LW: As with ghost stories, not everything is explained, leading the reader on a journey of discovery about what happened to you in parallel with your explorations of supernatural literature.
EP: I always wanted to withhold what was going on and gradually reveal it. A lot of that was probably about trying to structure the narrative like how I might try to with a novel. But I also had a quote that I found when I was writing about M. R. James (in his introduction to Ghosts and Marvels, 1924) that I thought really summed up a kind of modus operandi I could have for the book: “Let us, then, be introduced to the actors in a placid way; let us see them going about their ordinary business, undisturbed by forebodings, pleased with their surroundings; and into this calm environment let the ominous thing put out its head, unobtrusively at first, and then more insistently, until it holds the stage.”
LW: In your opinion, what elevates a book from good to great?
EP: I’m not sure I can answer this. I always think that it’s hard to discern what makes a book – supernatural or otherwise – great. For the ghost story (or weird novel) though, I’d say that a powerful sense of place and atmosphere do a lot of the work, as does having an internal logic that’s consistent and doesn’t deviate. But strong characters and a distinctive literary voice surely play a big part too…
LW: You visit some atmospheric/haunting places in the book. Where was your favourite and why?

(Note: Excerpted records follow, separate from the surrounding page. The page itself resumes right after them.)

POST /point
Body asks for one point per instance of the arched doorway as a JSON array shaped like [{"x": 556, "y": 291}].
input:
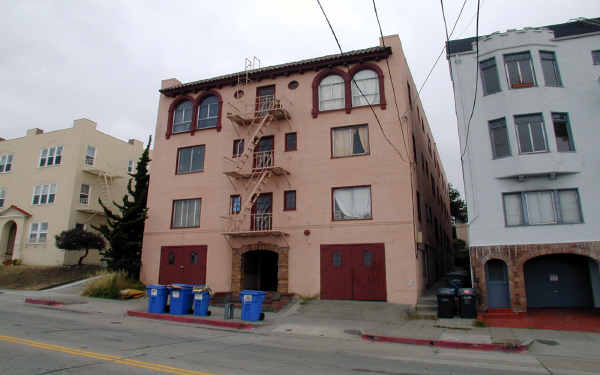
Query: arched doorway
[
  {"x": 9, "y": 234},
  {"x": 558, "y": 281},
  {"x": 496, "y": 276},
  {"x": 260, "y": 270}
]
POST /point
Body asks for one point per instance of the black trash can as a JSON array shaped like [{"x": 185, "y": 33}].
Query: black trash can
[
  {"x": 446, "y": 304},
  {"x": 468, "y": 303}
]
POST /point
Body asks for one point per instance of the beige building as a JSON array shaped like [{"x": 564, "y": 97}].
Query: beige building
[
  {"x": 50, "y": 182},
  {"x": 287, "y": 178}
]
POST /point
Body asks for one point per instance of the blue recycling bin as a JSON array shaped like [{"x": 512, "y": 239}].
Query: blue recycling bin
[
  {"x": 157, "y": 298},
  {"x": 181, "y": 299},
  {"x": 252, "y": 304},
  {"x": 201, "y": 302}
]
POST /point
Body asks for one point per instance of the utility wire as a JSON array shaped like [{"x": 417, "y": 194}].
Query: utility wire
[
  {"x": 444, "y": 47},
  {"x": 476, "y": 81},
  {"x": 360, "y": 91}
]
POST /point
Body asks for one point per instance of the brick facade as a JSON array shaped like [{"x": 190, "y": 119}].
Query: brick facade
[
  {"x": 515, "y": 257},
  {"x": 237, "y": 276}
]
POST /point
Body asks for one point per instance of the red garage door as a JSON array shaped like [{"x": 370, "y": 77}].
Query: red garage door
[
  {"x": 353, "y": 271},
  {"x": 182, "y": 264}
]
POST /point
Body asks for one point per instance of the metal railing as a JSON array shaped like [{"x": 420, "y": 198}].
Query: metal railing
[
  {"x": 263, "y": 159},
  {"x": 261, "y": 222}
]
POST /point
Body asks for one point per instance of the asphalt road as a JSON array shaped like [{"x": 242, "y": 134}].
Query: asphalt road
[{"x": 43, "y": 340}]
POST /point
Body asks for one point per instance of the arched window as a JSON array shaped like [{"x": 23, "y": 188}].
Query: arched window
[
  {"x": 368, "y": 83},
  {"x": 331, "y": 93},
  {"x": 208, "y": 112},
  {"x": 182, "y": 117}
]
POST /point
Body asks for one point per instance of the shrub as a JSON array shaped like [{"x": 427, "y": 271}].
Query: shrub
[{"x": 110, "y": 285}]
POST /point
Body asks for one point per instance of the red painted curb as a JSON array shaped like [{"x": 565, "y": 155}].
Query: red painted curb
[
  {"x": 447, "y": 344},
  {"x": 187, "y": 319},
  {"x": 43, "y": 302}
]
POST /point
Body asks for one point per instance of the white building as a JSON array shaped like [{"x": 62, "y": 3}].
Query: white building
[{"x": 531, "y": 163}]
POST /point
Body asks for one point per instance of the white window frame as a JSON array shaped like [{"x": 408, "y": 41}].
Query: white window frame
[
  {"x": 84, "y": 198},
  {"x": 55, "y": 151},
  {"x": 37, "y": 233},
  {"x": 45, "y": 193},
  {"x": 90, "y": 159},
  {"x": 6, "y": 161}
]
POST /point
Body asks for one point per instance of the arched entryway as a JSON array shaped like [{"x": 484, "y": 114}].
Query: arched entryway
[
  {"x": 9, "y": 234},
  {"x": 559, "y": 281},
  {"x": 260, "y": 269},
  {"x": 496, "y": 276}
]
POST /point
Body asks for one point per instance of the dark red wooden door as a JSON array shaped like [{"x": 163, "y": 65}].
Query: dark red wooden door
[
  {"x": 353, "y": 271},
  {"x": 336, "y": 272},
  {"x": 183, "y": 264}
]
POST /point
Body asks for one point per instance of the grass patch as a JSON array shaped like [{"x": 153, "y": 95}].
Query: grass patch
[
  {"x": 39, "y": 277},
  {"x": 109, "y": 286}
]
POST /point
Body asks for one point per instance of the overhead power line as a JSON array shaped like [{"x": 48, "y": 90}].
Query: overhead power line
[{"x": 360, "y": 91}]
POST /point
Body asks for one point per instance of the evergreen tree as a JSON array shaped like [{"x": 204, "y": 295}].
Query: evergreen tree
[
  {"x": 124, "y": 230},
  {"x": 79, "y": 239}
]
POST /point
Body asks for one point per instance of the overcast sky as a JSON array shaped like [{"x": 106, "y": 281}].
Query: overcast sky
[{"x": 104, "y": 60}]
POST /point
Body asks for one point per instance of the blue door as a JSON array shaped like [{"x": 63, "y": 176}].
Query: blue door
[{"x": 496, "y": 276}]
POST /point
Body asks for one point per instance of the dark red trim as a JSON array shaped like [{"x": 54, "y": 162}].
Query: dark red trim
[
  {"x": 379, "y": 72},
  {"x": 347, "y": 187},
  {"x": 283, "y": 70},
  {"x": 190, "y": 319},
  {"x": 199, "y": 100},
  {"x": 20, "y": 210},
  {"x": 43, "y": 302},
  {"x": 315, "y": 86},
  {"x": 172, "y": 107},
  {"x": 447, "y": 344}
]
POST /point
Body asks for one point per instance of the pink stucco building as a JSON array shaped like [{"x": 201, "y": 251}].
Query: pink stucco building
[{"x": 311, "y": 177}]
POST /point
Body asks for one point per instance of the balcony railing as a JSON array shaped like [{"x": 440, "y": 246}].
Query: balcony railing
[
  {"x": 263, "y": 159},
  {"x": 261, "y": 222}
]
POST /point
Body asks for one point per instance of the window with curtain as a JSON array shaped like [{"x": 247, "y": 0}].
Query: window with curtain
[
  {"x": 499, "y": 138},
  {"x": 489, "y": 76},
  {"x": 186, "y": 213},
  {"x": 550, "y": 69},
  {"x": 562, "y": 131},
  {"x": 531, "y": 133},
  {"x": 352, "y": 203},
  {"x": 182, "y": 117},
  {"x": 332, "y": 93},
  {"x": 208, "y": 113},
  {"x": 365, "y": 82},
  {"x": 350, "y": 141},
  {"x": 190, "y": 159},
  {"x": 542, "y": 207}
]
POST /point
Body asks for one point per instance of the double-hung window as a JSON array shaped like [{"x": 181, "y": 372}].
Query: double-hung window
[
  {"x": 38, "y": 232},
  {"x": 365, "y": 88},
  {"x": 208, "y": 113},
  {"x": 90, "y": 155},
  {"x": 186, "y": 213},
  {"x": 550, "y": 69},
  {"x": 542, "y": 207},
  {"x": 51, "y": 156},
  {"x": 350, "y": 141},
  {"x": 531, "y": 133},
  {"x": 562, "y": 131},
  {"x": 84, "y": 194},
  {"x": 489, "y": 76},
  {"x": 190, "y": 159},
  {"x": 5, "y": 163},
  {"x": 332, "y": 93},
  {"x": 499, "y": 138},
  {"x": 519, "y": 70},
  {"x": 44, "y": 194},
  {"x": 352, "y": 203}
]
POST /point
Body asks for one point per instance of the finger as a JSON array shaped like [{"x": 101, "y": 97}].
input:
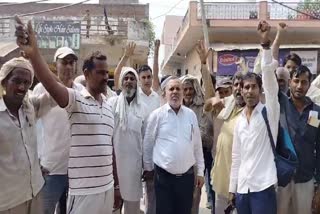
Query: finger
[
  {"x": 21, "y": 34},
  {"x": 18, "y": 20},
  {"x": 30, "y": 29}
]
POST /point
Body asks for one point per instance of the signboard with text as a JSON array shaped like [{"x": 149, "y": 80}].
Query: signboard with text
[
  {"x": 56, "y": 34},
  {"x": 227, "y": 60}
]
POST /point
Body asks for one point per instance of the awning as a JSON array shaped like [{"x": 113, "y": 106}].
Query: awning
[
  {"x": 229, "y": 47},
  {"x": 7, "y": 47}
]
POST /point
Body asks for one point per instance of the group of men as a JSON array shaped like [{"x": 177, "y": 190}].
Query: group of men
[{"x": 98, "y": 149}]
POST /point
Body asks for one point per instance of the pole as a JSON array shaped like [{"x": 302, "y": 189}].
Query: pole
[{"x": 206, "y": 34}]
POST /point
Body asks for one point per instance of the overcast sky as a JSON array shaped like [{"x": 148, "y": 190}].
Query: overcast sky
[{"x": 157, "y": 8}]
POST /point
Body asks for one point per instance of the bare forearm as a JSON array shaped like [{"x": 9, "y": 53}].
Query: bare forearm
[
  {"x": 207, "y": 82},
  {"x": 276, "y": 46},
  {"x": 117, "y": 71},
  {"x": 155, "y": 80},
  {"x": 49, "y": 81},
  {"x": 115, "y": 172}
]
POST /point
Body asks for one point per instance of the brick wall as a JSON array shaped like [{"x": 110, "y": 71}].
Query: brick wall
[{"x": 138, "y": 11}]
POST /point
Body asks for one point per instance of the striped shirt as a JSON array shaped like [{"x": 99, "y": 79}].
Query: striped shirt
[{"x": 90, "y": 161}]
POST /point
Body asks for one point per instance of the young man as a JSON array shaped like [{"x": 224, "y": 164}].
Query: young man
[
  {"x": 227, "y": 110},
  {"x": 129, "y": 112},
  {"x": 149, "y": 86},
  {"x": 54, "y": 155},
  {"x": 253, "y": 170},
  {"x": 303, "y": 123},
  {"x": 91, "y": 159},
  {"x": 193, "y": 98},
  {"x": 283, "y": 77},
  {"x": 224, "y": 87}
]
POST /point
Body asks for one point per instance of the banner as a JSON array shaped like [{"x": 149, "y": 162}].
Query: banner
[
  {"x": 309, "y": 59},
  {"x": 227, "y": 61},
  {"x": 56, "y": 34}
]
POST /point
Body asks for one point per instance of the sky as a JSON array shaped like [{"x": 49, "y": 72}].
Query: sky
[{"x": 157, "y": 10}]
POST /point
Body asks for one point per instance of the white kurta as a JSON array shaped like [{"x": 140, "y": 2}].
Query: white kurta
[{"x": 128, "y": 149}]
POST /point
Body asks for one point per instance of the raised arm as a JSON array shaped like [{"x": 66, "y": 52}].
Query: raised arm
[
  {"x": 26, "y": 40},
  {"x": 155, "y": 79},
  {"x": 276, "y": 43},
  {"x": 242, "y": 63},
  {"x": 128, "y": 52},
  {"x": 269, "y": 80},
  {"x": 206, "y": 77}
]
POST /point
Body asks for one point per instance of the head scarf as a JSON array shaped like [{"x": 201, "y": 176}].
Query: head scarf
[
  {"x": 121, "y": 108},
  {"x": 165, "y": 82},
  {"x": 283, "y": 71},
  {"x": 10, "y": 66},
  {"x": 6, "y": 69},
  {"x": 198, "y": 97}
]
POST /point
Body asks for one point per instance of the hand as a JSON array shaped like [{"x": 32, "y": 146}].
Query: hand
[
  {"x": 232, "y": 199},
  {"x": 157, "y": 45},
  {"x": 217, "y": 103},
  {"x": 117, "y": 199},
  {"x": 264, "y": 31},
  {"x": 148, "y": 175},
  {"x": 129, "y": 50},
  {"x": 240, "y": 61},
  {"x": 26, "y": 38},
  {"x": 200, "y": 182},
  {"x": 282, "y": 27},
  {"x": 202, "y": 52}
]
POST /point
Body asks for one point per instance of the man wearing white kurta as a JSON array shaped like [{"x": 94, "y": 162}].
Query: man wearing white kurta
[{"x": 129, "y": 113}]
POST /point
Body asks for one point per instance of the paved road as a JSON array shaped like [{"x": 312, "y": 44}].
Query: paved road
[{"x": 203, "y": 209}]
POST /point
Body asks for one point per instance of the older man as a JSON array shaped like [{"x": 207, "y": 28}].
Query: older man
[
  {"x": 91, "y": 176},
  {"x": 21, "y": 178},
  {"x": 172, "y": 146},
  {"x": 54, "y": 155},
  {"x": 129, "y": 113},
  {"x": 194, "y": 99}
]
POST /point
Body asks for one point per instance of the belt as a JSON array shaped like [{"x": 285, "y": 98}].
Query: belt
[{"x": 163, "y": 171}]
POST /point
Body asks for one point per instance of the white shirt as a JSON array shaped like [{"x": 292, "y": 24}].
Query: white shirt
[
  {"x": 90, "y": 162},
  {"x": 173, "y": 141},
  {"x": 253, "y": 167},
  {"x": 128, "y": 148},
  {"x": 54, "y": 151},
  {"x": 20, "y": 175},
  {"x": 152, "y": 101}
]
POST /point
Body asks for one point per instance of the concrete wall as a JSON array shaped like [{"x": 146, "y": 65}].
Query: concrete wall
[
  {"x": 118, "y": 1},
  {"x": 193, "y": 64}
]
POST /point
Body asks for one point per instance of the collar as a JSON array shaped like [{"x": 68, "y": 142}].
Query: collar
[
  {"x": 87, "y": 95},
  {"x": 308, "y": 101},
  {"x": 3, "y": 106},
  {"x": 256, "y": 109},
  {"x": 152, "y": 93},
  {"x": 168, "y": 108}
]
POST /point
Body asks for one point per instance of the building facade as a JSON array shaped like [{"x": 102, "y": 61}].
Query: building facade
[{"x": 232, "y": 34}]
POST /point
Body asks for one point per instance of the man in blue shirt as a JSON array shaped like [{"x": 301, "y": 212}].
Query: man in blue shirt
[{"x": 302, "y": 120}]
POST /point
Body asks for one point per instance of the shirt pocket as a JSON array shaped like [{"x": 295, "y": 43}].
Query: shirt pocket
[
  {"x": 135, "y": 123},
  {"x": 187, "y": 130}
]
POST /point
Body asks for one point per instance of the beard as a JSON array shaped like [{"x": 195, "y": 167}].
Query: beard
[{"x": 129, "y": 92}]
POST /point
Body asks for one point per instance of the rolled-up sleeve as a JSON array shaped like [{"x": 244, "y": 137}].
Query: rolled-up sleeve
[
  {"x": 198, "y": 151},
  {"x": 271, "y": 89},
  {"x": 236, "y": 161},
  {"x": 149, "y": 140}
]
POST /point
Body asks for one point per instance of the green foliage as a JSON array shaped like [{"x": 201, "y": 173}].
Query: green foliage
[
  {"x": 311, "y": 7},
  {"x": 149, "y": 26}
]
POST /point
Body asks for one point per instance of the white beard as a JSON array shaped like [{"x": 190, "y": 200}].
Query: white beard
[{"x": 129, "y": 93}]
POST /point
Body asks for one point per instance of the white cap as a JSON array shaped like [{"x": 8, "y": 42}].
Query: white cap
[{"x": 63, "y": 52}]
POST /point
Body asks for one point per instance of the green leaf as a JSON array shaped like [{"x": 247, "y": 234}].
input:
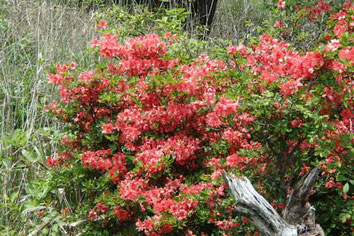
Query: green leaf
[{"x": 346, "y": 188}]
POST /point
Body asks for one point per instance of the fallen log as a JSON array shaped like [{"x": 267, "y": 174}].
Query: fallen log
[{"x": 298, "y": 217}]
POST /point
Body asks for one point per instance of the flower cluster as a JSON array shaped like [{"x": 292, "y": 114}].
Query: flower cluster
[{"x": 155, "y": 134}]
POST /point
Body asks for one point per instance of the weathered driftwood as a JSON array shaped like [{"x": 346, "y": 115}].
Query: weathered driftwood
[{"x": 298, "y": 218}]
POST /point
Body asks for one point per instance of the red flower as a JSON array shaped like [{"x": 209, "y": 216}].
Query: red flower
[
  {"x": 281, "y": 4},
  {"x": 347, "y": 54},
  {"x": 102, "y": 24}
]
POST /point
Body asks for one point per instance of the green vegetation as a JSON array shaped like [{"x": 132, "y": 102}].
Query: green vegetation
[{"x": 36, "y": 35}]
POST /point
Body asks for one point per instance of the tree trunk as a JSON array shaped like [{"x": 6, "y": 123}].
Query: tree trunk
[{"x": 298, "y": 217}]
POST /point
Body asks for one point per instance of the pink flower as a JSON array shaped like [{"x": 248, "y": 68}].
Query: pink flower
[
  {"x": 213, "y": 120},
  {"x": 279, "y": 24},
  {"x": 281, "y": 4},
  {"x": 107, "y": 128},
  {"x": 347, "y": 53},
  {"x": 102, "y": 24},
  {"x": 333, "y": 45},
  {"x": 231, "y": 50}
]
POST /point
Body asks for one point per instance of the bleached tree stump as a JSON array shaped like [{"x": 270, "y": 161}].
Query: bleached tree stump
[{"x": 298, "y": 218}]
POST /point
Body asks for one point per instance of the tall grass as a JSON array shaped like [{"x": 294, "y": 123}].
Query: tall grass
[{"x": 34, "y": 35}]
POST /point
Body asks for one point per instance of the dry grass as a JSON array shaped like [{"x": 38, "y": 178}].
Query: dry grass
[{"x": 34, "y": 36}]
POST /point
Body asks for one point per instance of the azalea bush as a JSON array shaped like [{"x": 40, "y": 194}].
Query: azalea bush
[{"x": 149, "y": 134}]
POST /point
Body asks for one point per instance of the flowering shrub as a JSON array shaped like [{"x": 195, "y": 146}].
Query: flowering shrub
[{"x": 150, "y": 135}]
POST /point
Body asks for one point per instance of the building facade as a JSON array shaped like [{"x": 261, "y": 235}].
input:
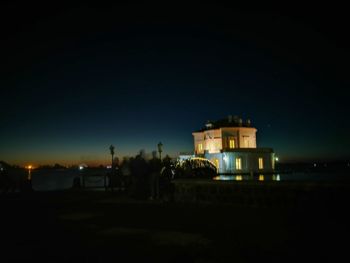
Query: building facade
[{"x": 231, "y": 146}]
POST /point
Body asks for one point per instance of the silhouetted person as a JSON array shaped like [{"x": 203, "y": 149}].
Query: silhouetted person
[{"x": 154, "y": 177}]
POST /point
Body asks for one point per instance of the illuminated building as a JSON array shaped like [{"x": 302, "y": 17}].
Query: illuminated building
[{"x": 230, "y": 144}]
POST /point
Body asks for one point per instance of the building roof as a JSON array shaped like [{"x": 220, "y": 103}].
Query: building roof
[{"x": 230, "y": 121}]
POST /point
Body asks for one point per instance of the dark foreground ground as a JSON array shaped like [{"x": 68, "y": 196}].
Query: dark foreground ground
[{"x": 87, "y": 226}]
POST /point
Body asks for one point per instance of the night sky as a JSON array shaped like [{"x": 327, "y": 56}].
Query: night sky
[{"x": 77, "y": 78}]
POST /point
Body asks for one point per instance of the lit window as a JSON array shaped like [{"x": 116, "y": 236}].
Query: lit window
[
  {"x": 261, "y": 163},
  {"x": 232, "y": 143},
  {"x": 238, "y": 163}
]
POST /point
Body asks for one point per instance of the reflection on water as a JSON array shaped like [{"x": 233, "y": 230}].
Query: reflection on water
[
  {"x": 240, "y": 177},
  {"x": 326, "y": 177}
]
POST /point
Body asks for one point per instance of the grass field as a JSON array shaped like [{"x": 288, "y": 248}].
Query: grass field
[{"x": 98, "y": 226}]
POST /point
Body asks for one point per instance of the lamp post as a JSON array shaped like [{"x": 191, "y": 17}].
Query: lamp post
[
  {"x": 111, "y": 149},
  {"x": 160, "y": 145}
]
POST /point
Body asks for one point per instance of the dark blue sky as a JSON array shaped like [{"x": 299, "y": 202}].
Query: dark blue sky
[{"x": 75, "y": 79}]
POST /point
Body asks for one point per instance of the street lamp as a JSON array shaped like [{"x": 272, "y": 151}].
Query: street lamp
[
  {"x": 160, "y": 145},
  {"x": 30, "y": 167},
  {"x": 111, "y": 149}
]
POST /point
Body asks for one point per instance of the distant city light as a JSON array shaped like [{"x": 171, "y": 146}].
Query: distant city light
[{"x": 239, "y": 177}]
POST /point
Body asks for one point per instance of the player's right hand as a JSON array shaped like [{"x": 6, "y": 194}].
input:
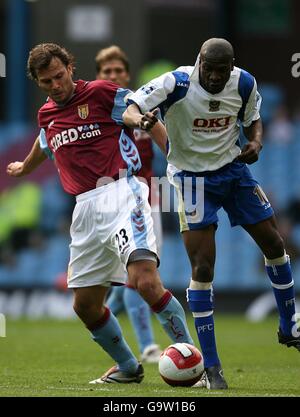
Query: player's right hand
[
  {"x": 15, "y": 169},
  {"x": 148, "y": 120}
]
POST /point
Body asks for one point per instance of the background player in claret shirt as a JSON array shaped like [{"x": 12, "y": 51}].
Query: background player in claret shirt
[
  {"x": 203, "y": 108},
  {"x": 112, "y": 220},
  {"x": 112, "y": 64}
]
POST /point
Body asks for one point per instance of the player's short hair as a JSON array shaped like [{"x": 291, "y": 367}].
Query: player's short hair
[
  {"x": 110, "y": 53},
  {"x": 41, "y": 55}
]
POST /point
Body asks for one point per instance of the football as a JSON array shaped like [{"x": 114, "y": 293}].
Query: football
[{"x": 181, "y": 364}]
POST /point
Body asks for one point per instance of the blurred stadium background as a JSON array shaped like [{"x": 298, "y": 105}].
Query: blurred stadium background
[{"x": 156, "y": 34}]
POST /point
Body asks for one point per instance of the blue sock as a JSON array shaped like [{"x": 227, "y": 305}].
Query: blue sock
[
  {"x": 283, "y": 288},
  {"x": 201, "y": 305},
  {"x": 172, "y": 317},
  {"x": 108, "y": 334},
  {"x": 140, "y": 316},
  {"x": 115, "y": 301}
]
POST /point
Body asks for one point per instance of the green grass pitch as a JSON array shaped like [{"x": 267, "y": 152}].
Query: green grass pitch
[{"x": 57, "y": 358}]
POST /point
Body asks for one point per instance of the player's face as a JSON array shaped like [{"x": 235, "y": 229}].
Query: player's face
[
  {"x": 56, "y": 81},
  {"x": 114, "y": 71},
  {"x": 214, "y": 74}
]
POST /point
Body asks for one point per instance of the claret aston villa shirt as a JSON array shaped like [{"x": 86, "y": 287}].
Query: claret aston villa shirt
[{"x": 87, "y": 137}]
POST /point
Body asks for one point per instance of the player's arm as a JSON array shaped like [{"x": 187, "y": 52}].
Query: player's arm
[
  {"x": 251, "y": 150},
  {"x": 252, "y": 128},
  {"x": 135, "y": 119},
  {"x": 30, "y": 163}
]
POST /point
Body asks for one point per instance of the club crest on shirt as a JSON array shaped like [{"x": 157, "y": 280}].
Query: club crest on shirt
[
  {"x": 214, "y": 105},
  {"x": 83, "y": 111}
]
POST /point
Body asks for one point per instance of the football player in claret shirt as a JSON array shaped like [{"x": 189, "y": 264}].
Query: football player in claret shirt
[
  {"x": 96, "y": 159},
  {"x": 112, "y": 64},
  {"x": 203, "y": 108}
]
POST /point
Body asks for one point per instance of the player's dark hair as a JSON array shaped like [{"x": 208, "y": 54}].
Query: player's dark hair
[
  {"x": 41, "y": 55},
  {"x": 110, "y": 53}
]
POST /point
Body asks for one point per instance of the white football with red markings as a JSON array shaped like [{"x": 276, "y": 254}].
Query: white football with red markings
[{"x": 181, "y": 364}]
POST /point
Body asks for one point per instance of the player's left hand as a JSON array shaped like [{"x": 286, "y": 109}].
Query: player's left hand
[
  {"x": 148, "y": 120},
  {"x": 250, "y": 153}
]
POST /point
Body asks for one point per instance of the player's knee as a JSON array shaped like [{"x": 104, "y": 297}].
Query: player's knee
[
  {"x": 81, "y": 307},
  {"x": 146, "y": 285},
  {"x": 274, "y": 248},
  {"x": 203, "y": 272}
]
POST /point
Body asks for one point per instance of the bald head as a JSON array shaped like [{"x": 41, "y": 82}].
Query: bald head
[
  {"x": 217, "y": 49},
  {"x": 216, "y": 64}
]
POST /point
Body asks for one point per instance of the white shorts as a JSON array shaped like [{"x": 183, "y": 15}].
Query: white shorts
[{"x": 109, "y": 223}]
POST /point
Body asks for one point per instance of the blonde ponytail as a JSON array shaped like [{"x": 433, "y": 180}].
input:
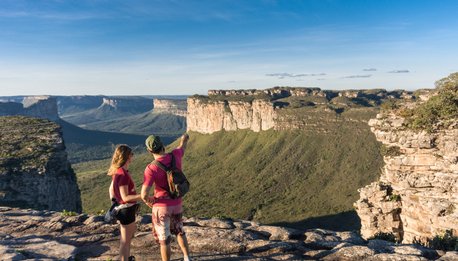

EP: There were so many, but I loved being able to visit the actual building in a little seaside town on the west coast of Wales in which William Hope Hodgson worked on The House on the Borderland. I didn’t even know that I’d find the place when I turned up, so when I did and then encountered such a friendly and knowledgeable current owner who indulged this strange writer turning up out of the blue, then that was quite magical.
LW: Do you believe in ghosts?
EP: I don’t entirely not believe in them, even though I’m generally rather sceptical… (I definitely have a Fox Mulder streak though which “wants to believe”…) And I do talk about two or three incidents in Ghostland for which I don’t have an entirely satisfactory rational explanation.
LW: Are you able to share what you’re working on or planning next?
EP: I’m still playing around with various ideas, but I’d certainly like to try my hand at some point at a novel that deals on some level with the weird and eerie. (My first novel – set in rural Norfolk at the start of WWII – was rather gothic and had quite a lot of local folklore in it, but at its heart the strangeness came down to the characters themselves and the choices they’d made; I like the idea of the supernatural featuring in a more explicit way in a future novel).
LW: Finally, what is your personal sublime horror?
EP: I first read some of William Hope Hodgson’s wonderfully weird maritime tales while I was on a ship travelling towards the arctic. That really added to the experience of reading them, though if we’d have been becalmed in the Sargasso Sea, I might have started to get a little worried. Particularly if I’d heard a voice in the night sounding out across the waters…
Ghostland by Edward Parnell is published by William Collins.